Behind closed doors, the Iranian regime probably cannot conceal its surprise and delight at what it has gotten away with. For more than 10 years, Tehran has succeeded in deceiving foreign governments, thwarting nuclear inspectors and keeping sanctions weak and feckless. During that time, Iran has not broken stride in expanding its nuclear program, and it has now announced plans for 10 new enrichment facilities.
Tehran's greatest feat has been its success in lulling global leaders -- including many in the U.S. administration and Congress -- into complacency, based on the belief that the threat posed by Iran's nuclear weapons program can be negotiated away through engagement and concessions by the West. This approach also largely ignores the totality of Iran's multifaceted threat.
The range and accuracy of Tehran's ballistic missiles continue to improve, with U.S. forces and allies in the Middle East and Europe now within striking distance. Iran is also quickly accumulating an array of advanced conventional weapons in its effort to dominate the Persian Gulf and the world's oil supply.
Iran is designated by the U.S. as the leading state sponsor of terrorism, and it is supporting extremist organizations throughout the Middle East and beyond, reaching even into Latin America. Iran has also assumed a major role in fueling the insurgency in Iraq and is backing Taliban militants in Afghanistan.
Many U.S. officials and congressional leaders seem content to engage in vague and open-ended talks with Iran, acting as though we have a reservoir of time to work with before the Iranian threat reaches critical mass. Yet, in June, the International Atomic Energy Agency, or IAEA, estimated that Iran had already amassed a stockpile of nearly 1,400 kilograms of enriched uranium, which it could use in a "dirty bomb" or pass along to extremist groups or other rogue states.
Just last month, the IAEA made the startling revelation that Iranian scientists may have tested advanced components of nuclear warheads. Nuclear experts note that such technology, once mastered, would allow for the production of smaller and simpler nuclear bombs, and would make it easier for Iran to put a nuclear warhead on a missile. This represents a step that few in the West believed possible.
The IAEA also issued a report last month containing urgent new findings. One was that yet another camouflaged nuclear facility, this time at the recently disclosed Qom site, was at "an advanced state of construction." With additional installations widely suspected, who knows what will be uncovered next.

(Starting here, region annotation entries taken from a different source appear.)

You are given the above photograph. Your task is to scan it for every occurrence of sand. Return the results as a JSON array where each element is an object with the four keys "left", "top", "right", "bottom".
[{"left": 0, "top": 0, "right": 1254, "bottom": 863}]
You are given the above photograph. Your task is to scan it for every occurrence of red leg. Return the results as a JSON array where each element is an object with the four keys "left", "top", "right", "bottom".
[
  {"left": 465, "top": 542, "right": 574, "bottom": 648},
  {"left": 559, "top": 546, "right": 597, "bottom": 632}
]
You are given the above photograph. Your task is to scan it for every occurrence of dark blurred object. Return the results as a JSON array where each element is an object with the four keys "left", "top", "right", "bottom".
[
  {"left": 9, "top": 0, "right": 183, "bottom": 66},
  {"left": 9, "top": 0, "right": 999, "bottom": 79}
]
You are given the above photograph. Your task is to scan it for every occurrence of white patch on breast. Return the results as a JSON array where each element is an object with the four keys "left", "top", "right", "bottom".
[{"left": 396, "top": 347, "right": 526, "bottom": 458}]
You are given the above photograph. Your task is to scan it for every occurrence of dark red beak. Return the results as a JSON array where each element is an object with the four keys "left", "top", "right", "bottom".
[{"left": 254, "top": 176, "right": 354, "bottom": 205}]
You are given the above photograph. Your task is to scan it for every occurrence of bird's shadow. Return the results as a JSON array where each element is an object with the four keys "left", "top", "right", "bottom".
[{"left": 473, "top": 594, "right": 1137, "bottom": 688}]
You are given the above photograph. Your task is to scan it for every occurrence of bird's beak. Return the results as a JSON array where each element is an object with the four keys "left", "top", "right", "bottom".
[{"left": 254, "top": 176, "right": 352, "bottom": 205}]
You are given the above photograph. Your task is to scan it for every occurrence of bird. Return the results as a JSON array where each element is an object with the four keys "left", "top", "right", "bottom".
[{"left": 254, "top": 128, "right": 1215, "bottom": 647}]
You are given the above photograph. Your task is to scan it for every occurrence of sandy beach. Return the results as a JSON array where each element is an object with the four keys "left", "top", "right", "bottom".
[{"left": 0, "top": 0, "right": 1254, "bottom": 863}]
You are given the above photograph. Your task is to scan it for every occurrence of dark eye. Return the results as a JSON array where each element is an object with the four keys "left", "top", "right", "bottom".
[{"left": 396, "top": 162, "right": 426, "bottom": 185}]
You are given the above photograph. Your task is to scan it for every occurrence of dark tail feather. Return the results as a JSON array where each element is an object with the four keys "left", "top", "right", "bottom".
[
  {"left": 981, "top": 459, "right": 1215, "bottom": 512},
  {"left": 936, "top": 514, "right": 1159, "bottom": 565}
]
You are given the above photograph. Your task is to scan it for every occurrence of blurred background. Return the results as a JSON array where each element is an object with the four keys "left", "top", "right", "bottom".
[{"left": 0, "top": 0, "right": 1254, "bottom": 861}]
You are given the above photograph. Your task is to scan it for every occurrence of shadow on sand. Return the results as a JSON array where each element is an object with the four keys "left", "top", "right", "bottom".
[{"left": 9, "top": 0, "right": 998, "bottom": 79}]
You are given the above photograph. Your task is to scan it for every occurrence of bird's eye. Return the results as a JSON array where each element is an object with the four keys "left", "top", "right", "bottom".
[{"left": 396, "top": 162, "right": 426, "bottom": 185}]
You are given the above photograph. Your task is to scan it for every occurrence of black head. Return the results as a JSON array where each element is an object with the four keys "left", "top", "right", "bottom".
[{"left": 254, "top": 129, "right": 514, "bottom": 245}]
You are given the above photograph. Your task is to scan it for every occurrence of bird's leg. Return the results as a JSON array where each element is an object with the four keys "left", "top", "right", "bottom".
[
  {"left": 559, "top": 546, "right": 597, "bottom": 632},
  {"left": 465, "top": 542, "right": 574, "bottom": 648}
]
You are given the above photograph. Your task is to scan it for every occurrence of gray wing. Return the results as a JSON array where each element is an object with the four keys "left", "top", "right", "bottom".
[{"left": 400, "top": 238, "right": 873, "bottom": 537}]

The IAEA should immediately cease all technical assistance to Iran and should suspend Iran's membership privileges in the organization. Until such actions are taken, the U.S. should not send one more penny of taxpayer funds to the IAEA that benefit Iran's nuclear program.

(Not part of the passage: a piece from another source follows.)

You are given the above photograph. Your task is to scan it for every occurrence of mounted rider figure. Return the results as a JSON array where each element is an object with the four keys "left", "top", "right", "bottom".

The regime in Tehran knows only hardball, and nothing less than overwhelming and crippling sanctions could produce a reversal of its threatening programs and policies.
That is why the United States must be prepared to act alone, if necessary, and with every weapon in its political and economic arsenal. The Iran Refined Petroleum Sanctions Act is one such tool. This legislation, which I coauthored, has the support of more than 300 members of the House, and it is urgent that this bill reaches the president's desk before the end of the year. It targets one of Iran's major weaknesses -- namely, its dependency on foreign gasoline and other refined petroleum products. By placing financial sanctions on U.S. and foreign companies providing these crucial resources, Iran's economic lifeline would be severed and its already weak economy would crumble.

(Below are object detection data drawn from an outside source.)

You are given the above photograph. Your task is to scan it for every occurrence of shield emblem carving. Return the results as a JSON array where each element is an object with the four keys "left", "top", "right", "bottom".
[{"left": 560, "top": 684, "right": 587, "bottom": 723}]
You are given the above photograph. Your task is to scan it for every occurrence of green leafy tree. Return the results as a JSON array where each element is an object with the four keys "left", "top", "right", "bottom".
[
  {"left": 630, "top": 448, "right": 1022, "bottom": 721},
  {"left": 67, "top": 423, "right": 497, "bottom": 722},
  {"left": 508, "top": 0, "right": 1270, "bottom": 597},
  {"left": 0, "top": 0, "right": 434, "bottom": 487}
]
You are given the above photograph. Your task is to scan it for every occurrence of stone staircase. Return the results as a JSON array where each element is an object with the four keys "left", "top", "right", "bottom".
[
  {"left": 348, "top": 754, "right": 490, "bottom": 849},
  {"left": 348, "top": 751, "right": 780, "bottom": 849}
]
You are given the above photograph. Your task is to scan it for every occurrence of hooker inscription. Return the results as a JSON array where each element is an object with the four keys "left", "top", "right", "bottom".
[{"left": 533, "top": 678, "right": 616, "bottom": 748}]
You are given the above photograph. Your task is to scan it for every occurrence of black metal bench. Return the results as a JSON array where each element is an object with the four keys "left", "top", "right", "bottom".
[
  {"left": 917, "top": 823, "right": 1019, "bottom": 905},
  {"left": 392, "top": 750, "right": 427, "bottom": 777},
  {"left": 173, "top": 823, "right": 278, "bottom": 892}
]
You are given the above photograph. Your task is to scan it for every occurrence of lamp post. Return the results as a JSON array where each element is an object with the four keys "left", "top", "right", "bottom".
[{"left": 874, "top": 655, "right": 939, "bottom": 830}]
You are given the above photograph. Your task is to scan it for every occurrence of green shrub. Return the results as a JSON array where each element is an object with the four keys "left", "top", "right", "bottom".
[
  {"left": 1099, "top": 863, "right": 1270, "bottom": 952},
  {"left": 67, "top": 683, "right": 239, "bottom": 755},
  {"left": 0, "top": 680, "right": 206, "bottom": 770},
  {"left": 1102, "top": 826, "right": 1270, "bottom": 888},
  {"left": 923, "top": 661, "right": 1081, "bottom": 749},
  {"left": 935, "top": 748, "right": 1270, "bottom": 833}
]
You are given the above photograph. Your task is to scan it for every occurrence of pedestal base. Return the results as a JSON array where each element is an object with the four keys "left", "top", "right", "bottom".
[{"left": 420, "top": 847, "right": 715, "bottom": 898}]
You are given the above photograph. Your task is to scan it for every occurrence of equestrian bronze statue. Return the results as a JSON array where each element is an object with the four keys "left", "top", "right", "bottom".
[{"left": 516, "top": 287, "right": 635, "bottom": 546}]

But these sanctions must be coupled with action on all fronts. The U.S. must also specifically reject Iran's claim to an inalienable right to produce nuclear fuel. We must strengthen existing laws to prevent the transfer of prohibited materials and technology to Iran. Responsible nations should impose a ban on travel by senior Iranian regime officials and their families to Europe and the U.S. We should strengthen bilateral and multilateral efforts to shut down accounts of those doing business with the Iranian Revolutionary Guard Corps or its affiliated entities; deny Tehran access to euros and U.S. dollars; and freeze the assets of those who violate U.N. sanctions on Iran. Concurrently, we should offer our full support to the Iranian people and increase funding for Iran democracy programs.
The weakness of recent actions has been daunting. The IAEA mustered only a weak censure of Iran; the U.N. Security Council has said that it was disappointed; the White House has maintained its wait-and-see approach; and the Iran Refined Petroleum Sanctions Act continues to languish because many remain true believers in the mirage of engagement. However, the threat is immediate, and the time to act has arrived.
Ileana Ros-Lehtinen (R-Fla.) is the ranking Republican on the House Foreign Affairs Committee.